Мачульский, Бондарь и Бельский с наступлением ночи отправились в Красную Слободу, Копыль, Гресск, а мне предстояло связаться с полесскими районами. Мы считали также, что Мачульскому надо попытаться добраться до Минска, побывать в Борисове, Плещеницах.

На следующий день ко мне пришел Бердникович, и мы с ним отправились в деревню Рог. Любопытно было посмотреть, что там за бойцы, о которых так много говорили как о людях не очень дисциплинированных и беззаботных.

Деревня Рог напоминала Красный Берег. Такая же по величине, с такими же хатами. Только болот вокруг меньше да грунтовые дороги проходят не так далеко, как в районе Красного Берега.

На улице безлюдно. Одна женщина вышла со двора с пустым ведром, сделала шагов пять нам навстречу, потом, блеснув глазами, быстро вернулась назад. Вскоре вышел парень в военной гимнастерке и уставился на нас пытливым взглядом.

– Что, не узнал? – насмешливо спросил Бердникович. – Не бойся, люди свои.

– Вас-то я узнал, – холодно ответил парень и не двинулся с места.

– Из тех самых? – тихо спросил я, когда мы немного отошли.

– Из них, – ответил Бердникович, – самый главный авторитет!

– Фашистов еще не было здесь?

– Нет, фашисты еще не заглядывали, а вот житковичские полицейские, – не скрывая тревоги, рассказывал Бердникович, – повадились сюда, уже несколько раз были. Все этих ребят выслеживают. Недавно нашли одного, еще совсем больного, с тяжелой раной в груди. Вытащили из каморки, взвалили на телегу и увезли. А женщину, которая прятала парня, избили до полусмерти.
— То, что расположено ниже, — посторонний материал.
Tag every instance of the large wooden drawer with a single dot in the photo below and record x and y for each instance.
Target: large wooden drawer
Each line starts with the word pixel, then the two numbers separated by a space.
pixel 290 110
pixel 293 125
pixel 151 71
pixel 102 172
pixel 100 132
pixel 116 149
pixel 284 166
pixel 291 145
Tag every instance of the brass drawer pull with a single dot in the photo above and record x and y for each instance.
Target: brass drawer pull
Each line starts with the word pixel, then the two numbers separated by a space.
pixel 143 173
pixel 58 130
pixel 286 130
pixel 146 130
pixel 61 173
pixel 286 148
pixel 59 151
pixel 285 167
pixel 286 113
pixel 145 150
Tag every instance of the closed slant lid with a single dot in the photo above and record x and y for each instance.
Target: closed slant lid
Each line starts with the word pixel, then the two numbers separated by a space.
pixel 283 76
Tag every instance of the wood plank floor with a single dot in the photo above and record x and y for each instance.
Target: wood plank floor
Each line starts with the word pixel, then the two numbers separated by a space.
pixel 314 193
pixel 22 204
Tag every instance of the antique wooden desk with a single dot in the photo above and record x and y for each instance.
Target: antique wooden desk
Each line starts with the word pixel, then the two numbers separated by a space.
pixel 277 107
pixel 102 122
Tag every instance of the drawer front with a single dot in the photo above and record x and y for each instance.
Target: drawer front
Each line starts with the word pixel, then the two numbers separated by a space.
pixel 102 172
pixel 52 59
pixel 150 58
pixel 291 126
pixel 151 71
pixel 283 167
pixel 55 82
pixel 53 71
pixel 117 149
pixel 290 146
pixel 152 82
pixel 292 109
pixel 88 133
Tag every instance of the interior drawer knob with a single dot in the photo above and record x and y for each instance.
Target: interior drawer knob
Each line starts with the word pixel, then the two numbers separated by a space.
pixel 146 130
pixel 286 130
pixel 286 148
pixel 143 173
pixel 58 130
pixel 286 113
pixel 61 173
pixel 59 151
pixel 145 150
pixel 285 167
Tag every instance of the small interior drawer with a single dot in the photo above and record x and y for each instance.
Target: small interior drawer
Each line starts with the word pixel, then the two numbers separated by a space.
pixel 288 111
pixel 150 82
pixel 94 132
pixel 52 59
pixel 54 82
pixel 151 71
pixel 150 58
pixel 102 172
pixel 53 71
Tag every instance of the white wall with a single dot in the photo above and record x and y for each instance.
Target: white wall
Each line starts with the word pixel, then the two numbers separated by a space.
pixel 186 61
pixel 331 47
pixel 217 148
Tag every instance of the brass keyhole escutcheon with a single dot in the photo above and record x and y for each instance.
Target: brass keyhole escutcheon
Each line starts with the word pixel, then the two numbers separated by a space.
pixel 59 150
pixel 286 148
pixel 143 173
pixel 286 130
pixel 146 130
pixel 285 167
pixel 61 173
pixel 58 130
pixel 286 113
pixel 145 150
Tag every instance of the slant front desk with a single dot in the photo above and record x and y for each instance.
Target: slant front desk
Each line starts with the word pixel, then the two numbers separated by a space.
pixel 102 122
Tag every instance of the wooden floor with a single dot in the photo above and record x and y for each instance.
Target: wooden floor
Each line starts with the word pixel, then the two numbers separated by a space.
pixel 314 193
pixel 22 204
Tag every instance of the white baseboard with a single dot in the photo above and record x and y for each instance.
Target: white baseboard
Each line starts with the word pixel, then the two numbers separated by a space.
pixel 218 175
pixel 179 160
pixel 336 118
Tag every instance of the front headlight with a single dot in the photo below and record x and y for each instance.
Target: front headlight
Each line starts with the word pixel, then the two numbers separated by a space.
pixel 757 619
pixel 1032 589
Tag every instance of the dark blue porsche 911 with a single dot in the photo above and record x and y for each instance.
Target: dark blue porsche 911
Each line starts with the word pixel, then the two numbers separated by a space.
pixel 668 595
Мы зашли в небольшую хату в конце деревни. Встретила нас молодая хозяйка, в белом платке, смуглая, с бойкими карими глазами. Бердниковичу она сдержанно кивнула головой, а на меня посмотрела долгим испытующим взглядом.

– Свои, – сказал Бердникович. – Принимай гостей, Наталья.
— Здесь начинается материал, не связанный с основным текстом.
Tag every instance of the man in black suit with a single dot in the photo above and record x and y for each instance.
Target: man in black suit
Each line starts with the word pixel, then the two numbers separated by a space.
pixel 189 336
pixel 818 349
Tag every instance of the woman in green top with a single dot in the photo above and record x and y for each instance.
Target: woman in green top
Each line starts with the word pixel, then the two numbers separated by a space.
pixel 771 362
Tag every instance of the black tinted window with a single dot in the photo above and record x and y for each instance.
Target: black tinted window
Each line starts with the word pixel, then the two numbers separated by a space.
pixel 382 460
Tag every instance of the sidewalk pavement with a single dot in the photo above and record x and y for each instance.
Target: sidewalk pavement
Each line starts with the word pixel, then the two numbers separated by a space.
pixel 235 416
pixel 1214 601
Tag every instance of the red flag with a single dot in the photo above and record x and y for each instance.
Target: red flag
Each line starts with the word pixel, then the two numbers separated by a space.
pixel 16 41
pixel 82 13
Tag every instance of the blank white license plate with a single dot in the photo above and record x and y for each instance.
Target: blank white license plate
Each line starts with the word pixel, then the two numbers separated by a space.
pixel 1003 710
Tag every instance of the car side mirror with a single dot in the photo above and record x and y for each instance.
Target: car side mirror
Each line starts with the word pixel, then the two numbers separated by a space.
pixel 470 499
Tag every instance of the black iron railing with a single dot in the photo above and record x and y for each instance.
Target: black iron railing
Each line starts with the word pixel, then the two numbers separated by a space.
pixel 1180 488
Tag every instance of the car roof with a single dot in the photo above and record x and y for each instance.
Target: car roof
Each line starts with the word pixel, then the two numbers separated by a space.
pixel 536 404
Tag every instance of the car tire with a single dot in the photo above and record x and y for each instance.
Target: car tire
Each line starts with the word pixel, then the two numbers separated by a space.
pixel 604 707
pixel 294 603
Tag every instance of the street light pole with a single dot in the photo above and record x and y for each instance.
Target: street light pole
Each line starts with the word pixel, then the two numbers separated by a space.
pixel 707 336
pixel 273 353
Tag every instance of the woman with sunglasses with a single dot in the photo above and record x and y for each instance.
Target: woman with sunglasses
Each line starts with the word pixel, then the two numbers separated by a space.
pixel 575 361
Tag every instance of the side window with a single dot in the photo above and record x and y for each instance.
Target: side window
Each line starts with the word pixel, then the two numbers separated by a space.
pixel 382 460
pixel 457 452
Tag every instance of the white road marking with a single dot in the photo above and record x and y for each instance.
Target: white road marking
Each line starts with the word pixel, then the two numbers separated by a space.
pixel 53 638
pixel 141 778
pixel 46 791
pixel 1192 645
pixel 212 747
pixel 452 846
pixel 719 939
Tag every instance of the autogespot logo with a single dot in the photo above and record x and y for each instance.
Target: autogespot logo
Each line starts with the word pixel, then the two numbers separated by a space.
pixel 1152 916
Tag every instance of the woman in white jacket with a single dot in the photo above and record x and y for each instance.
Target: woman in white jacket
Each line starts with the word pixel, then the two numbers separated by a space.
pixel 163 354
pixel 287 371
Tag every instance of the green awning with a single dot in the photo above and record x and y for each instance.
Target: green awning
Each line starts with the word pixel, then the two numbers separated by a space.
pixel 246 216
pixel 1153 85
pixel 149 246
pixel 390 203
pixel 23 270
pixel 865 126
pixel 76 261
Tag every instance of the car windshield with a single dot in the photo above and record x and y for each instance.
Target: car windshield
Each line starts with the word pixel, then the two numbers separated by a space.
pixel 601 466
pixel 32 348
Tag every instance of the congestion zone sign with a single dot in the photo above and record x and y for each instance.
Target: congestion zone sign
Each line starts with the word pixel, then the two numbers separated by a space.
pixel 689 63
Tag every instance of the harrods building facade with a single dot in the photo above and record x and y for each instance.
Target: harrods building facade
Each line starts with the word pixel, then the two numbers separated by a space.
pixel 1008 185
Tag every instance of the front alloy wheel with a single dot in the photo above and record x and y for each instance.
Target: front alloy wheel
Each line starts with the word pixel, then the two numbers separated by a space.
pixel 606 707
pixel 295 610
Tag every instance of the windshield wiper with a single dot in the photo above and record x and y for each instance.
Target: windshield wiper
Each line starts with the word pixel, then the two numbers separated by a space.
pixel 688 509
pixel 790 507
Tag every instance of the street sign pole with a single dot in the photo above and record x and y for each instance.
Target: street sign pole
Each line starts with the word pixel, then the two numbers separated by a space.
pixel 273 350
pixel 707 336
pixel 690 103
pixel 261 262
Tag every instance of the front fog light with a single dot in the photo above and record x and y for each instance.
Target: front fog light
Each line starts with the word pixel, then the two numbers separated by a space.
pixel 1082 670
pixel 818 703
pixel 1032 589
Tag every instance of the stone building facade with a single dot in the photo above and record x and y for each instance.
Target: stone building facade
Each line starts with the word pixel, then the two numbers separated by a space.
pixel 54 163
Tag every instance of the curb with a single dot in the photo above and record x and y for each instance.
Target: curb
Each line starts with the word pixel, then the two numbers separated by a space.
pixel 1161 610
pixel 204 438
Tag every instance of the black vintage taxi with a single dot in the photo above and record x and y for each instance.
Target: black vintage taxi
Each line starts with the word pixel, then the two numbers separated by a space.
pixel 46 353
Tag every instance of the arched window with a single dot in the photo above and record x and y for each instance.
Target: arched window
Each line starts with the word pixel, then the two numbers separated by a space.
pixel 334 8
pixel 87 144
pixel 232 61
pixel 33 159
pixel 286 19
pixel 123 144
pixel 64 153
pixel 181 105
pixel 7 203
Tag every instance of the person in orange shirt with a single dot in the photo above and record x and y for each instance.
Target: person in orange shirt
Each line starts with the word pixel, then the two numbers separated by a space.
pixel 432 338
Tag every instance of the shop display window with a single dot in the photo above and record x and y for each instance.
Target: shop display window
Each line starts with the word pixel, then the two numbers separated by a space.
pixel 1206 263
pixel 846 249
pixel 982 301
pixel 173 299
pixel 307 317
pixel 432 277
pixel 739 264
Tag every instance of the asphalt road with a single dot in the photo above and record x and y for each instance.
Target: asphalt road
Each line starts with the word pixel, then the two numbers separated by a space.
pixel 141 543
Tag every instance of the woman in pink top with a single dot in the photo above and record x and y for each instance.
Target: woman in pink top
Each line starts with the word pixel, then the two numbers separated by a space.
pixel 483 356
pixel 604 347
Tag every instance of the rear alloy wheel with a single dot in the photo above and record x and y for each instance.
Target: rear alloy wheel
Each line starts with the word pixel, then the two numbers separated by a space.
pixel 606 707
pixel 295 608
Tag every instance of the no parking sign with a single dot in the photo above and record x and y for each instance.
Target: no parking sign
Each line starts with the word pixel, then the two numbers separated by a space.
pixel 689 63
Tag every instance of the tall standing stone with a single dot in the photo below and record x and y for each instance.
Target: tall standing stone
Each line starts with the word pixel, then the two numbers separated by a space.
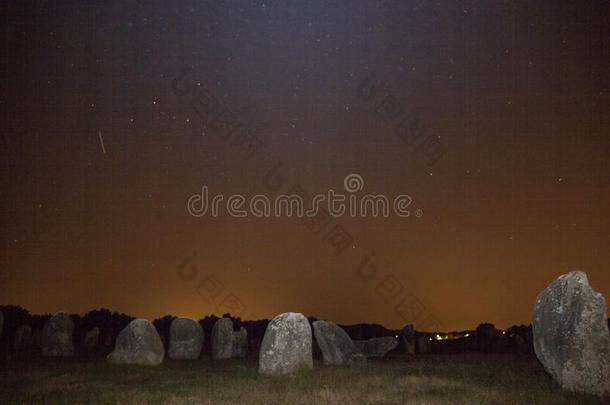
pixel 336 345
pixel 92 338
pixel 222 339
pixel 56 339
pixel 23 337
pixel 286 346
pixel 571 337
pixel 408 338
pixel 240 342
pixel 138 343
pixel 185 339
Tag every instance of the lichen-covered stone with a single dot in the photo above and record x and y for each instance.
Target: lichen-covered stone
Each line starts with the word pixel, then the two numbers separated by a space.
pixel 336 345
pixel 240 342
pixel 185 339
pixel 222 339
pixel 138 343
pixel 286 346
pixel 56 339
pixel 571 336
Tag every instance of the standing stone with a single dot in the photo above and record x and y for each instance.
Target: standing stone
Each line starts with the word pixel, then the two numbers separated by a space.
pixel 185 339
pixel 571 337
pixel 423 344
pixel 138 343
pixel 57 336
pixel 377 347
pixel 222 339
pixel 336 346
pixel 286 346
pixel 92 338
pixel 240 342
pixel 408 338
pixel 23 337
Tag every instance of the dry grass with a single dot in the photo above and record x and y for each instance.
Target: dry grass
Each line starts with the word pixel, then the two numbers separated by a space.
pixel 445 379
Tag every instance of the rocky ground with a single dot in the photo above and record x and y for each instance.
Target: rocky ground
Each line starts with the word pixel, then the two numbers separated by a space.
pixel 426 379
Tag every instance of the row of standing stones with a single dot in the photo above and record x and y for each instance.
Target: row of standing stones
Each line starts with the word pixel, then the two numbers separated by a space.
pixel 570 328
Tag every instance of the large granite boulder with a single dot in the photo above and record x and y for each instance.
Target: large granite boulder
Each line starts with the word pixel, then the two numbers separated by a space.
pixel 336 346
pixel 185 339
pixel 377 347
pixel 571 337
pixel 408 338
pixel 56 339
pixel 286 346
pixel 138 343
pixel 92 338
pixel 222 339
pixel 240 342
pixel 23 337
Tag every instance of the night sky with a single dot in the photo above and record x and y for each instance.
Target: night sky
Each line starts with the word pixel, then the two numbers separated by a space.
pixel 504 150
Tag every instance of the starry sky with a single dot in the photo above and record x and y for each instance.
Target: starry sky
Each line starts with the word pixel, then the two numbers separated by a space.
pixel 493 116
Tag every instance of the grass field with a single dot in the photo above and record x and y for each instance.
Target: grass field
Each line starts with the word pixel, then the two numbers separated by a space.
pixel 433 379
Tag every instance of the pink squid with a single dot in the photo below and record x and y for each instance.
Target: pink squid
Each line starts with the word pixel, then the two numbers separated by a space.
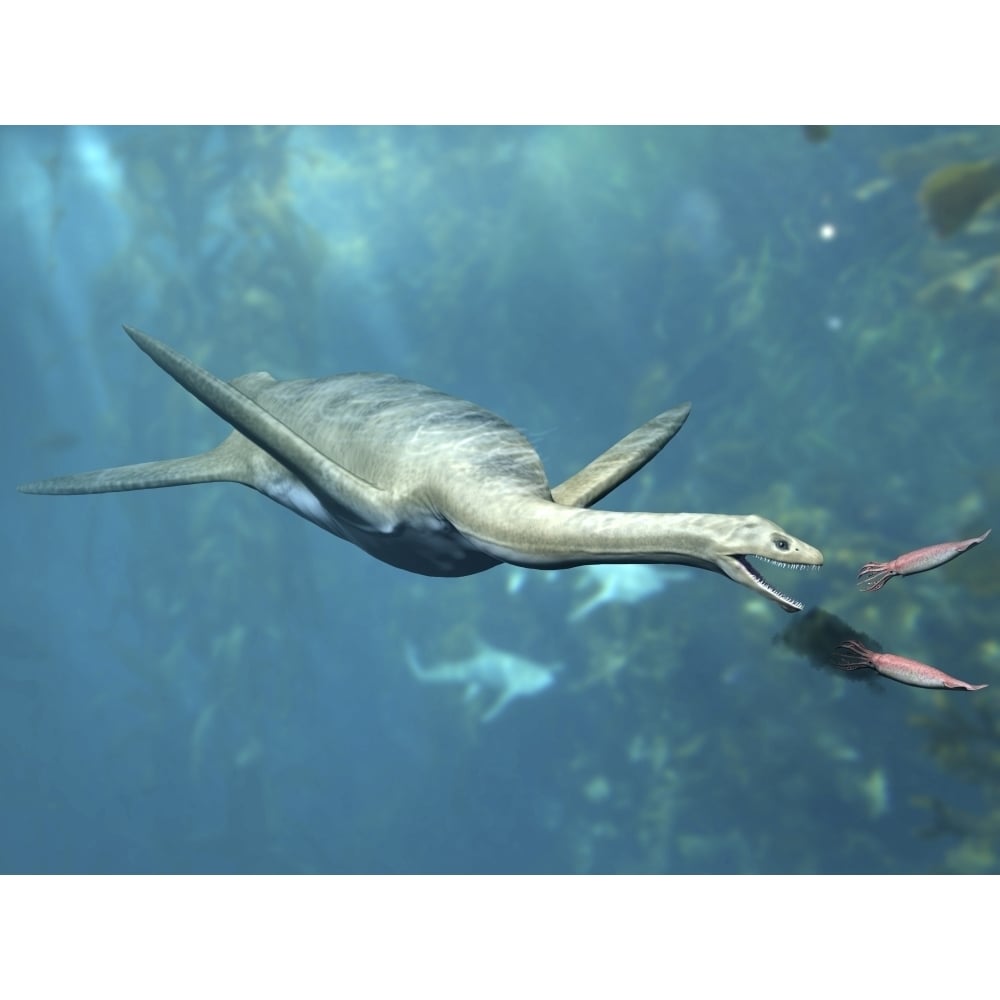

Он, видимо, на правах близкого человека в этом доме пригласил меня сесть, не ожидая, пока это сделает хозяйка, потом присел у стола сам. Наталья все бросала на меня короткие пытливые взгляды.

– А где же твоя старуха? – обратился к ней Бердникович.
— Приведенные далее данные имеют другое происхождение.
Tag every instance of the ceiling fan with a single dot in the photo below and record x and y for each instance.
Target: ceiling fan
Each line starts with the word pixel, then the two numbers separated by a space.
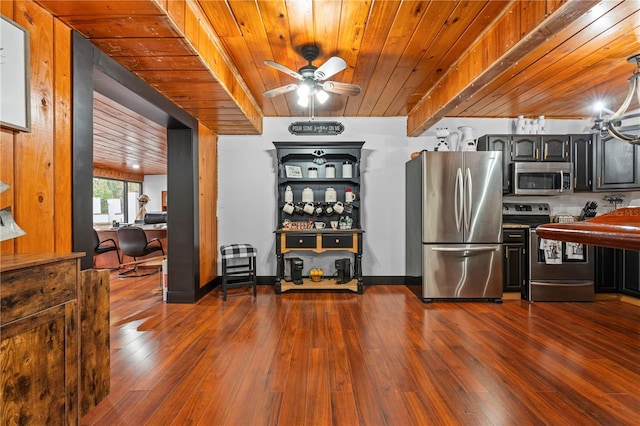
pixel 312 79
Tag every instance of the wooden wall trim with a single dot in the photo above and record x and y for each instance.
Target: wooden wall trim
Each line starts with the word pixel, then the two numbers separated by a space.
pixel 506 42
pixel 208 194
pixel 62 140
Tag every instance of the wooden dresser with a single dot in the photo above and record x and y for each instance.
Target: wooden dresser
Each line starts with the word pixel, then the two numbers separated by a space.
pixel 41 339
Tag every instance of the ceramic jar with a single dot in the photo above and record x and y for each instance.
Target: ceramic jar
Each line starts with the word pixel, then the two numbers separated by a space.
pixel 307 195
pixel 330 195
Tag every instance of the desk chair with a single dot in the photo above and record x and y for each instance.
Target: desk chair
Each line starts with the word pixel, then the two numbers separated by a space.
pixel 238 267
pixel 134 243
pixel 99 248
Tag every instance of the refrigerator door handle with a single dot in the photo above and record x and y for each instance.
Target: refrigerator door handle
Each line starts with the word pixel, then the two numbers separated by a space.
pixel 468 188
pixel 479 248
pixel 459 200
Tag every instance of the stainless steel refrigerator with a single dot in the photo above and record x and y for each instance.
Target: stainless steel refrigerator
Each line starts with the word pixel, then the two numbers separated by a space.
pixel 454 224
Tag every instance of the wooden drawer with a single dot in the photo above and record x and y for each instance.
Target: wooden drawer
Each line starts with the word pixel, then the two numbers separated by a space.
pixel 30 290
pixel 343 241
pixel 300 241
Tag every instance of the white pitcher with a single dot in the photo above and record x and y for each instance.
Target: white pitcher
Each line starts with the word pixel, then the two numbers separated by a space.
pixel 468 138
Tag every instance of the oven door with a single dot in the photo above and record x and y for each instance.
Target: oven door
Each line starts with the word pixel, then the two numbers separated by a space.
pixel 556 260
pixel 542 178
pixel 560 272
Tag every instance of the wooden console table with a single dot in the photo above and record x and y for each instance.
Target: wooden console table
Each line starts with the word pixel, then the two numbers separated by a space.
pixel 320 241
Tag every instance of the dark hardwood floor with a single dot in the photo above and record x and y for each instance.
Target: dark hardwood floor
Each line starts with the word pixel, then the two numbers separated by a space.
pixel 381 358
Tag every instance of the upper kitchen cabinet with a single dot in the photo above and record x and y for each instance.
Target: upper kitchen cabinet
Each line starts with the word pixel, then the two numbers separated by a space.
pixel 616 165
pixel 499 143
pixel 541 148
pixel 582 157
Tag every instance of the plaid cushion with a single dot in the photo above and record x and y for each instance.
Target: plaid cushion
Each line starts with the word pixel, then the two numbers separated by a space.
pixel 234 251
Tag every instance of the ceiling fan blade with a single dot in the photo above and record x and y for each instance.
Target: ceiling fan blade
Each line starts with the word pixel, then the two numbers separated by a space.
pixel 333 66
pixel 341 88
pixel 284 69
pixel 280 90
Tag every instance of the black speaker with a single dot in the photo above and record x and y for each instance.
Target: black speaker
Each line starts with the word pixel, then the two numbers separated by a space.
pixel 343 271
pixel 295 270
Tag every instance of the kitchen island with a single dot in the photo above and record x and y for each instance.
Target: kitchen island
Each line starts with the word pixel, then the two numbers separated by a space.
pixel 617 229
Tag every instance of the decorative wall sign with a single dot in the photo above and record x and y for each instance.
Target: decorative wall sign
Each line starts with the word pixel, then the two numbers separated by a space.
pixel 15 110
pixel 316 128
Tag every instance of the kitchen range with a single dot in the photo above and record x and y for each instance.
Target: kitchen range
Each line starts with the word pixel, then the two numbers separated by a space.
pixel 557 271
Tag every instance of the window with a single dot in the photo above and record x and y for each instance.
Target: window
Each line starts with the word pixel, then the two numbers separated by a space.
pixel 114 200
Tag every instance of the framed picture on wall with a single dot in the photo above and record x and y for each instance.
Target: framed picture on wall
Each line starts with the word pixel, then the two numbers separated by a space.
pixel 15 112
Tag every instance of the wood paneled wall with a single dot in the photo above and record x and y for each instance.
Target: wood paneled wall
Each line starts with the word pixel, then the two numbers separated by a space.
pixel 208 199
pixel 37 165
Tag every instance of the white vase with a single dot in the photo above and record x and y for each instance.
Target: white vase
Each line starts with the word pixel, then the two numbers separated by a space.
pixel 534 127
pixel 520 125
pixel 542 123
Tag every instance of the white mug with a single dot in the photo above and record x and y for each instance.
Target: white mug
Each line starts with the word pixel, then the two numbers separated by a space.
pixel 309 208
pixel 288 208
pixel 338 207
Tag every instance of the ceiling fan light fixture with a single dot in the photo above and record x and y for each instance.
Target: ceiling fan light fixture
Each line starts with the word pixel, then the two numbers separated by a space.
pixel 612 124
pixel 322 96
pixel 303 90
pixel 303 101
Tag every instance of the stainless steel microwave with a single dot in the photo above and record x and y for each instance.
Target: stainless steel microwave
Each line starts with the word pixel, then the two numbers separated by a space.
pixel 541 178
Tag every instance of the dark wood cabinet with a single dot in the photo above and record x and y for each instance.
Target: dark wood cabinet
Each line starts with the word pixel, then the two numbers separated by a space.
pixel 607 269
pixel 555 148
pixel 39 339
pixel 515 259
pixel 499 143
pixel 617 164
pixel 525 148
pixel 582 147
pixel 541 148
pixel 329 173
pixel 630 280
– А там где-то, на огороде, – быстро ответила Наталья, – с картошкой мы еще не управились. Может, позвать?

– Нет, не надо, пусть себе копается. А молодой твой где?

Женщина вспыхнула:

– Какой молодой?

– Ну, тот самый, с зелеными петлицами.

– Какой же он мой? – вдруг повысила голос Наталья. – Какой же он мой?! – И, обращаясь уже ко мне, с жаром продолжала: – Человек кровью истекал, пуля плечо насквозь пробила, ну, подобрала я, выходила. Так разве ж это мой? Поправился, встал на ноги и пускай себе идет, куда надо… Я давно ему говорю, чтобы шел к своим, на фронт. И он пойдет, вот только еще один его товарищ поправится.